Surtout, la commune est passée à deux doigts du “drame” tant redouté par les élus : le 17 octobre, un enfant qui s’amusait à jouer dans une fosse remplie d’eau a été sauvé in extremis de la noyade par deux agents municipaux. “Il n’avait pas vu que la grille d’aération était partie, ce qui faisait l’effet d’un siphon aspirant… Heureusement que ces agents ont eu de bons réflexes”, commente Vincent Bony. Dans le même temps, l’élu s’est mobilisé pour trouver en urgence une place en Ehpad pour une habitante “touchée par la maladie” dont le rez-de-chaussée avait été inondé, assurer la livraison des repas de l’établissement, évacuer l’hôtel de ville inondable, organiser une cellule de crise, prendre des nouvelles de ses habitants les plus isolés et lister les besoins urgents des personnes les plus touchées. “À ce moment-là, les autorités ont plein de choses à gérer. Vous ne pouvez plus compter que sur vous-mêmes, les connaissances que vous avez de votre commune et les collègues que vous pouvez mobiliser rapidement”, témoigne-t-il.

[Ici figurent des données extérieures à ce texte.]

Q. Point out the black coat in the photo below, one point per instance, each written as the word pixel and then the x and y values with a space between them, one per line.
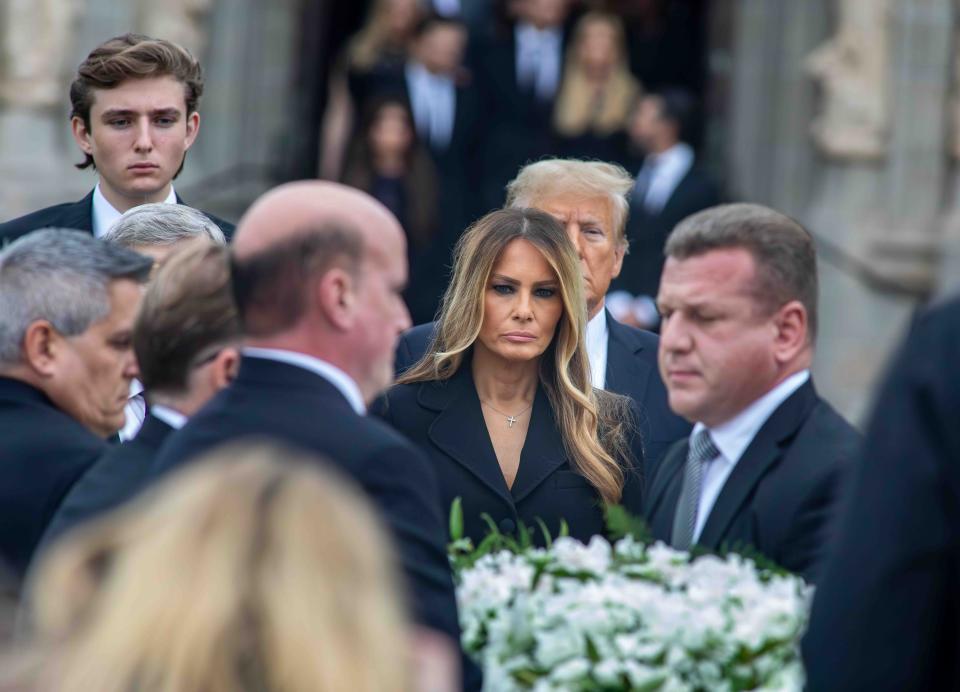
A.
pixel 119 474
pixel 275 400
pixel 42 453
pixel 783 492
pixel 445 420
pixel 886 614
pixel 647 233
pixel 631 371
pixel 75 215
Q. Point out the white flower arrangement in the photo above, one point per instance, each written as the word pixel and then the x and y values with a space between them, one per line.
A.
pixel 626 616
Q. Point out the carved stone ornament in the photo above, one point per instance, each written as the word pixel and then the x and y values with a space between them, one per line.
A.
pixel 852 70
pixel 34 44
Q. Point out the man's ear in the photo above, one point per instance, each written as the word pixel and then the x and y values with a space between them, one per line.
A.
pixel 618 255
pixel 225 367
pixel 791 325
pixel 335 294
pixel 41 346
pixel 193 129
pixel 81 134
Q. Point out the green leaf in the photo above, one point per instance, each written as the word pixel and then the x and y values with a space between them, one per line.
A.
pixel 456 519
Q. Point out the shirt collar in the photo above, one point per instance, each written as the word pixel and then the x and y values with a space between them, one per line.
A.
pixel 174 419
pixel 527 33
pixel 597 331
pixel 334 375
pixel 677 157
pixel 105 214
pixel 733 437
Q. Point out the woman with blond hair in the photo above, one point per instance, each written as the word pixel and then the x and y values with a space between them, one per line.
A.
pixel 597 92
pixel 502 401
pixel 256 569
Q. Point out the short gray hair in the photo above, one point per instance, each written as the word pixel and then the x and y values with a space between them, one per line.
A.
pixel 573 177
pixel 61 276
pixel 782 249
pixel 162 224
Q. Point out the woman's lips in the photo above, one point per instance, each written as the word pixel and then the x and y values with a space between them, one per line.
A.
pixel 519 337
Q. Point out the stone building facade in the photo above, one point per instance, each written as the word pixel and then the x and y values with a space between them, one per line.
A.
pixel 842 113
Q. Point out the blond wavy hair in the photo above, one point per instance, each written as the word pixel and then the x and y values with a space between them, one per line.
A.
pixel 577 110
pixel 254 569
pixel 593 423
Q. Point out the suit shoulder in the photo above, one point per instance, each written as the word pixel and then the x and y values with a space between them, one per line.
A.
pixel 42 218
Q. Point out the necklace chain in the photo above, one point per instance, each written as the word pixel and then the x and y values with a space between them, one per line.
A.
pixel 510 419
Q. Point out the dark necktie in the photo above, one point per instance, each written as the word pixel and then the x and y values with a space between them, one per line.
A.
pixel 701 451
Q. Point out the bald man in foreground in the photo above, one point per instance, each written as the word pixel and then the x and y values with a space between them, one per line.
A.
pixel 318 270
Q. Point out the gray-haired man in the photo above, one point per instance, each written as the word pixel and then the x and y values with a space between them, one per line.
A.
pixel 67 306
pixel 157 231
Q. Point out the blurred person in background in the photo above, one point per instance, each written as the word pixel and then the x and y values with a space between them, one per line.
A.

Une fois l’urgence passée, tout reste à faire pour ces élus. Moins de 24 heures après l’inondation, Vincent Bony aide déjà ses commerçants à remplir leurs déclarations d’assurance, et a lui-même lancé une demande de reconnaissance de l’état de catastrophe naturelle afin que ses administrés soient indemnisés rapidement. Un appel à la solidarité a été lancé aux communes alentour pour remplacer les livres et les jeux de la médiathèque disparus sous les eaux, tandis que les habitants les moins touchés se mobilisent pour aider au nettoyage de la ville. Karine Accassat, de son côté, compte sur le soutien de la région et du département. “Franchement, je ne sais pas comment on va gérer tous ces dégâts : avec le petit budget de notre commune, on n’ira pas loin”, s’inquiète-t-elle. Cédric Szabo, président de l’Association des maires ruraux de France, appelle ainsi l’État à accompagner les collectivités “au long cours”.